Providers continue to push back against Gov. Hochul’s proposed 2.5% Cost of Living Adjustment pay increase for workers — an increase for the second year in a row, but down from a 5.4% hike in last year’s budget.
They’re advocating for an increase of 8.5%, which they say will address the workforce crisis and make up for decades of insufficient funding for services.
“We have to pay our staff what they’re worth that ultimately will help sort of stop that blockage that we see in this system of care,” Liebman said.
Gov. Hochul proposed $10 million of her $227 billion executive budget to increase school-based mental health clinics to give students access to meet with clinicians and assist overburdened school counselors; $10 million for suicide-prevention programs and $12 million for home-based crisis intervention teams to meet with children and youth where they are.
“Our children need preventative services now to stop them from needing intensive services later,” Gov. Hochul said at a mental health event in the Bronx earlier this month.
She said the state must take action, citing a recent U.S. Centers for Disease Control & Prevention report that shows a 40% increase in teenage girls experiencing sadness, depression and violence nationwide over the last several years.
“Think about a teenager starting off as a sophomore in high school … finishing middle school remotely — a lot of them have anxiety, they need those services,” Hochul said. “…My goal is to reduce the unmet mental health needs of our children by half in the next five years. That’s ambitious, that’s bold, but we have no choice.”
Advocates are pleased with Hochul’s proposals in her executive budget to help youth, including $24 million over two years to help providers screen and identify mental health risks in children and $18 million over two years in reimbursements for family preventive mental health services like therapy.
But at a rally about mental health funding for children Wednesday, families from across the state recount longtime issues accessing and affording the care they needed, or driving hours to find availability. They require answers and support in wake of an ailing system that won’t take years to materialize.

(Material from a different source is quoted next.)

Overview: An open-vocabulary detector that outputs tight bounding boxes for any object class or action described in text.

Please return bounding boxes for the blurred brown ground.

Mental health professionals say bolstered support for the human services workforce must be proportionate to the supporting behavioral health services and resources for children and families for workers must be proportionate to the response so intervention can happen as early as possible.
“What we’re trying to do is get ahead of the cycle where we have young people who don’t get the care they need when they’re young, then they become adults with even more complex and acute needs who also can’t get the care they need,” Bufkin said. “So our focus is really trying to support those families and children as early as possible, as far upstream as we can … specifically the behavioral health supports that they need.”
Providers are fighting for an increase in reimbursement rates for families using commercial insurance for care equal to Medicaid government rates. Hochul proposed legislation in her executive budget requiring commercial insurance providers to pay for school-based services at a rate that’s equal to the higher-paying Medicaid rate.